At the Lekki toll gate, officers of the Nigerian army shot, injured and killed unarmed helpless and defenseless protesters, without provocation or justification, while they were waving the Nigerian flag and singing the national anthem, and the manner of assault and killing could in context be described as a massacre.”
So concludes a judicial report into events at the Lekki tollgate during last year’s #endSARS protests.
But we only know these findings because the report was leaked to the press.
The report states that some of the army officers deployed to the gate were “not fit and proper to serve” and recommends prosecuting certain policemen for their actions.
If as a nation, we are to move on from this, the darkest of days, prosecution of a handful of individuals will not be enough.
In the interests of truth and reconciliation, we need to instigate a cultural shift towards total transparency from our leaders – not least as the report’s conclusions are at odds with the contemporaneous conclusions of leading politicians.
In the aftermath of the event, Attorney General, Abubakar Malami, suggested videos and pictures of the event were likely to have been manipulated, and that offenders may have been “hoodlums” dressed in military uniform. Information Minister, Lai Mohammed, described the incident as “a massacre without bodies”.
We know now that 11 unarmed people were killed, four more remain missing and are presumed dead. A further 48 Nigerians were injured.
It is to the credit of Lagos state governor Babajide Sanwo-Olu that the inquiry was established at all.
The governor has also promised a “proper response” to the report, stating, “this process will help us start the very difficult process of proper reconciliation, restitution, bringing together of anyone affected.”
Pivotal to that process is total transparency.
Our leaders need to get into the habit of putting as much information and documentation as possible into the public domain, unfiltered and unredacted – even when it makes uncomfortable reading.
As this report has entered the public domain without being officially published is a clear sign that they have nothing to lose from such a move, and everything to gain. Secrecy is illusory in the digital age. Leaders may cling to the mindset of age when the government could stop people criticizing them by shutting down newspapers and seizing printing presses or just keep potentially damaging information secret. But this is not the age we live in now. People will forgive mistakes. They will not forgive attempts to cover up mistakes. And in the social media age, your mistakes will be revealed.
At the digital democracy campaign I lead, we are trying to build the platforms politicians can use to build trust in both themselves and the wider political process through a commitment to transparency.

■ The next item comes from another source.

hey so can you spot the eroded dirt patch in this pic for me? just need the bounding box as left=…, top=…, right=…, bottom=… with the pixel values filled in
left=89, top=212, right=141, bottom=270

Our Rate Your Leader app allows leaders to communicate directly – person-to-person – with the people they serve. It also allows verified voters in their areas to communicate with them. Users can even rate their local politicians for transparency and accessibility so their friends, family and neighbors can see that their local leader is worth voting for.
Platforms like Rate Your Leader allow local leaders to be completely upfront with their electorates. This may sound like anathema to some, but the evidence suggests that this is the best way to inspire confidence and trust, both in our democratic institutions and their individual representatives. And that trust is likely to be repaid at the ballot box.
There is significant ground for our political class to make up.
As the UK’s prestigious Guardian newspaper put it, the judicial inquiry into the Lekki tollgate incident follows “a year of denials and contradictory theories offered by Nigerian government ministers”.
When citizens do not know what to believe, they will end up believing no one. That is why the best approach is for our democratic institutions and representatives to publish the unvarnished truth and allow the people to make up their own minds.
The truth is often hard to hear and harder to stomach. But the process of publishing it makes it possible for us to as individuals and as Nigerians acknowledge it, address it and move past it.
We cannot bring back the dead. But we owe it to the fallen to take every step we can to build a Nigeria where this does not happen again.